Direktur Keuangan PGEO, Nelwin Adriansyah mengungkapkan, manajemen merasa tidak perlu melaporkan hasil rilis surat utang luar negeri tersebut kepada self-regulation organization (SRO), baik Otoritas Jasa Keuangan (OJK), Bursa Efek Indonesia (BEI), maupun Kustodian Sentral Efek Indonesia (KSEI). “Proses itu bukan merupakan informasi materiil yang wajib kita laporkan kepada regulator dalam bentuk keterbukaan informasi,” papar Nelwin Adriansyah, Jakarta, dikutip Selasa (23/5/2023).

Mengingatkan saja, isu kelebihan permintaan (over subscribed) dari green bonds PGEO muncul dari anonim investment. Pernyataan investment banker anonim tersebut lantas ditanggapi sejumlah kalangan termasuk DPR, pengamat dan analis pasar modal.

Namun belakangan muncul rilis media dari pesan elektronik perseroan soal klaim oversubscribed. “Terkait informasi itu bisa dicek kepada joint lead underwriters,” ujarnya.

Rumor kelebihan permintaan dalam penerbitan green bonds PGEO muncul setelah cucu usaha Pertamina tersebut, memangkas target emisi dari US$600 juta-800 juta menjadi hanya US$400 juta (Rp6 triliun). Padahal kelebihan permintaan diklaim mencapai 8,25x mencapai US$3,3 miliar (Rp49,5 triliun).

Saat ini, papar Nelwin, PGEO tengah menerbitkan surat utang berwawasan hijau alias green bonds di luar wilayah Indonesia sebesar Rp6 triliun dengan imbal hasil (kupon) sebesar 5,15 persen per tahun, jatuh tempo pada 2028.

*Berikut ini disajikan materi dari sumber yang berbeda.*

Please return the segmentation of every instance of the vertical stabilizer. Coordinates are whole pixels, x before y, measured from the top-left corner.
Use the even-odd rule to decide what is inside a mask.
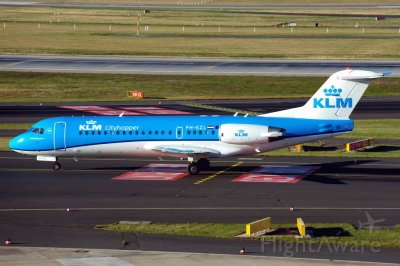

PGEO bakal menggunakan dana hasil emisi obligasi untuk melunasi seluruh sisa utang jangka pendek sebesar US$600 juta (Rp9 triliun) yang jatuh tempo pada 23 Juni 2023. Namun, perseroan hanya memangkas nilai emisi obligasi sebesar US$400 juta dari targer sebelumnya US$600-800 juta. “Seluruhnya untuk bayar utang.”

Sementara itu, dalam laporan keuangannya perseroan menyatakan per 31 Desember 2022, perseroan memiliki saldo modal kerja negatif senilai US$424.475. Modal kerja negatif menunjukkan bahwa utang lancar perseroan lebih besar dibandingkan dengan aset lancarnya.

Pada saat bersamaan, total utang PGE tercatat mencapai US$943,28 juta (Rp14,14 triliun) terdiri dari pinjaman bank jangka panjang setelah dikurangi bagian yang akan jatuh tempo dalam satu tahun senilai US$327,7 juta (Rp4,9 triliun). Sedangkan utang jangka pendek atau utang lancar perseroan tercatat masih sekitar US$615,58 juta (Rp923,37 triliun).